Orange County Property Appraiser Website, https://ocpaweb.ocpafl.org/dashboard.

Monday, July 26, 2021

Processing the Data - Terrestrial Laser Scanning at Piney Croft

 After we captured the data in the field, I returned to the lab a few days later to get hands-on experience in working with the post-processing component of the Lecia RT 360. Both photogrammetry and laser scanning take a considerable amount of processing power and wait time, yet due to the amount of data available from laser scanning, it takes exponentially more. Once the scans were loaded in, a digital site map is available to manipulate with a series of dots representing each scan that we monitored on the iPad in the field complete with each link we made on the ground.
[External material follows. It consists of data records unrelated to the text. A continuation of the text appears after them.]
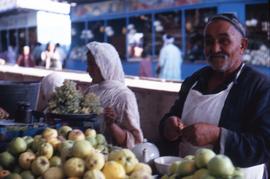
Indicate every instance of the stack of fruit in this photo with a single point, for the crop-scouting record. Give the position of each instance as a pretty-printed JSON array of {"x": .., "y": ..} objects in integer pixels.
[
  {"x": 205, "y": 164},
  {"x": 69, "y": 153},
  {"x": 68, "y": 100}
]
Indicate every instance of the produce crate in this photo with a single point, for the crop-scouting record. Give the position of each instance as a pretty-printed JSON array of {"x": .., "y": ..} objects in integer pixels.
[
  {"x": 10, "y": 129},
  {"x": 79, "y": 121}
]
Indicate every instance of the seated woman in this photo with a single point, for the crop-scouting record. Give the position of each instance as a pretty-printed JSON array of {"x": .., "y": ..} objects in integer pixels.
[{"x": 122, "y": 120}]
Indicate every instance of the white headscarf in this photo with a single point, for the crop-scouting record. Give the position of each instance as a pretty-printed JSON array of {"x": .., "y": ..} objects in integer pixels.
[
  {"x": 113, "y": 91},
  {"x": 167, "y": 39},
  {"x": 108, "y": 61}
]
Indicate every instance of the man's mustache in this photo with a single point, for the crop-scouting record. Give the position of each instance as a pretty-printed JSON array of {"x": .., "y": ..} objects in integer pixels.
[{"x": 217, "y": 55}]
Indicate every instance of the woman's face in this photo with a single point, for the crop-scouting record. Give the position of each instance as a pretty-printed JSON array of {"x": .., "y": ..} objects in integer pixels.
[{"x": 93, "y": 69}]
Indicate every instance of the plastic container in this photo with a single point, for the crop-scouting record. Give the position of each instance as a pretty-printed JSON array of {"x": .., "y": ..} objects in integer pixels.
[{"x": 13, "y": 92}]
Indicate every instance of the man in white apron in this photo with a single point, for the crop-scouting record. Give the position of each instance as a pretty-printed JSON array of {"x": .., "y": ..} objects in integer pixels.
[{"x": 225, "y": 106}]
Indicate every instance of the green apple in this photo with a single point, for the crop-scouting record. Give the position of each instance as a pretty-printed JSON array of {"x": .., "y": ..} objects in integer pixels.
[
  {"x": 40, "y": 165},
  {"x": 26, "y": 159},
  {"x": 49, "y": 133},
  {"x": 38, "y": 140},
  {"x": 76, "y": 135},
  {"x": 203, "y": 156},
  {"x": 46, "y": 149},
  {"x": 143, "y": 168},
  {"x": 189, "y": 157},
  {"x": 64, "y": 130},
  {"x": 6, "y": 159},
  {"x": 173, "y": 167},
  {"x": 186, "y": 167},
  {"x": 201, "y": 173},
  {"x": 74, "y": 167},
  {"x": 29, "y": 140},
  {"x": 27, "y": 174},
  {"x": 220, "y": 166}
]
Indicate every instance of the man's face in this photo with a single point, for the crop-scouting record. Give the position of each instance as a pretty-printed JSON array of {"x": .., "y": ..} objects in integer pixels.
[{"x": 223, "y": 46}]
               Each point on the map comes with a spattering of data creating a partial point cloud of everything the scanner was able to see from its location.  Each link that connects two points is essentially pulling each partial point cloud together in one frame, once every point is linked the point cloud should resemble an accurate depiction of what we scanned. The links also serve as the main way to align each partial point cloud, a similar process when dealing with photogrammetry. Once a link is made between two scans, the main workflow involves inspecting each of the two scans to ensure they are aligned properly and if not, then fixing them.

Figure 1

This alignment process is depicted in figure 2 with a top-down view of the site that has an orange depiction, which is one of the partial points clouds, and the teal depiction, which is the currently selected partial point cloud, which is a part of this link. This particular set of scans had a hard time aligning in the field which results in a clustered and confusing point cloud if left alone. The goal is to pivot the teal scan to match the orange so it sits directly on top of the original. Once the top-down view is aligned, we have to switch the viewpoint to be lateral to the site to best align the floor and ceilings from the orange and teal scans to one another. Upon verifying that both the lateral and topdown views are aligned we clicked “join and optimize” in the lower right-hand corner for the link to be created and for the program to see if it can find more potential links on its own.  The rest of the post-processing mainly involves finding scans that could make good links, verifying the alignment on each one, and letting the program attempt to find links on its own. The result looks like what is depicted on the right screen in figure one, a clean and concise scan.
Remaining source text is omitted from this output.